Description: This tutorial explores two lighting options used with a flatbed scanner: reflected and transmitted light. How does the lighting source affect the image?
Speaker: Felice Frankel
PROFESSOR: Here's a case study of five devices. Once again, I really encourage you to see who the researchers are in the visual index at the end of this material. This is pretty wonderful stuff.
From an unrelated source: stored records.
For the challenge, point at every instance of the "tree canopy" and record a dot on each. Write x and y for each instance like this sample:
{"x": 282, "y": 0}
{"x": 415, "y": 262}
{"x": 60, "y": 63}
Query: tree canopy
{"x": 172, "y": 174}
So we have five devices, three on the right and two on the left. Notice the composition-- not boringly lined up in a row. So this image was taken in let's call it the default mode, as most of the others. So to remind you, this is with reflected light coming from below the glass. The light bounces off the device and is read by the sensor below, again. Pretty standard setting on your flatbed scanner, as if you were scanning a document.
Now look what happens when we use transmitted light, that is, light from above, where the information is still captured from beneath. You'll see that the left two are just rectangles of black. And that's because, of course, that the light is prevented from being transmitted through the solid silicon chip. No light is reaching the sensor. Whereas the others on the right are showing some detail, since they are somewhat transparent. Remember, the sensor is beneath the glass.
So as we zoom in, the slides on the right show some pretty interesting detail-- detail that we would not see with reflected light. You might want to pause the video here to see the differences. The luxury here is having the ability to transmit light through your sample. My flatbed scanner has a light source in the cover. I set my scanner in the transmitted light mode, as if we were scanning film or other transparent material. But you should play around with your own setups. For example, here I just opened the cover of the scanner. This sitting in the scanner is set to scan with reflected light. This is one of those examples when experimenting can give us an unusual result-- something new and possibly useful.
OK. Let's take a look at biological growth in a Petri dish for another case study. This is showing E. coli growing under four conditions. I put the Petri dish on the scanner, and once again use the default reflected light. Capture it at a pretty high resolution, around 400 megs for the whole image. Looks good. But as we zoom in, we're getting some dust and dirt on the surface of the Petri dish. I'm not happy about that. So I decided to try transmitted light, as we just saw before in our previous case study. My scanner, remember, has a light source in its cover, giving me transmitted light, that is a light coming from above. Using this transmitted light approach make sense for bacterial and biological growth in Petri dishes. If you don't have a scanner that has the light in its cover, then you might have some luck with reflected light.
But I wanted to make a particular point here. Here, I'm using a mobile phone camera, making a picture that is pretty OK, just quickly showing what's going on here in the Petri dish, but compared to this high-resolution scanned image using transmitted light, and it's a whole different world. I'm overlapping here the phone image over the transmitted scanned image so that you can see the important point here. The phone image is considerably smaller in terms of its file size, so that when we zoom in closely on the computer screen with each of these images we see pretty significant differences in resolution. In this scanned image of about 400 megs, you can see remarkable detail as we move into the image. But the phone image, well, let's just say is not totally remarkable.
So it depends on what you'll be using these images for. I really do want to encourage you to get the very best image you can from the very beginning. It's the difference between spending one minute on an image and six minutes, let's say. My hope is that you see that spending the additional five minutes is pretty much worth the time. Don't you think?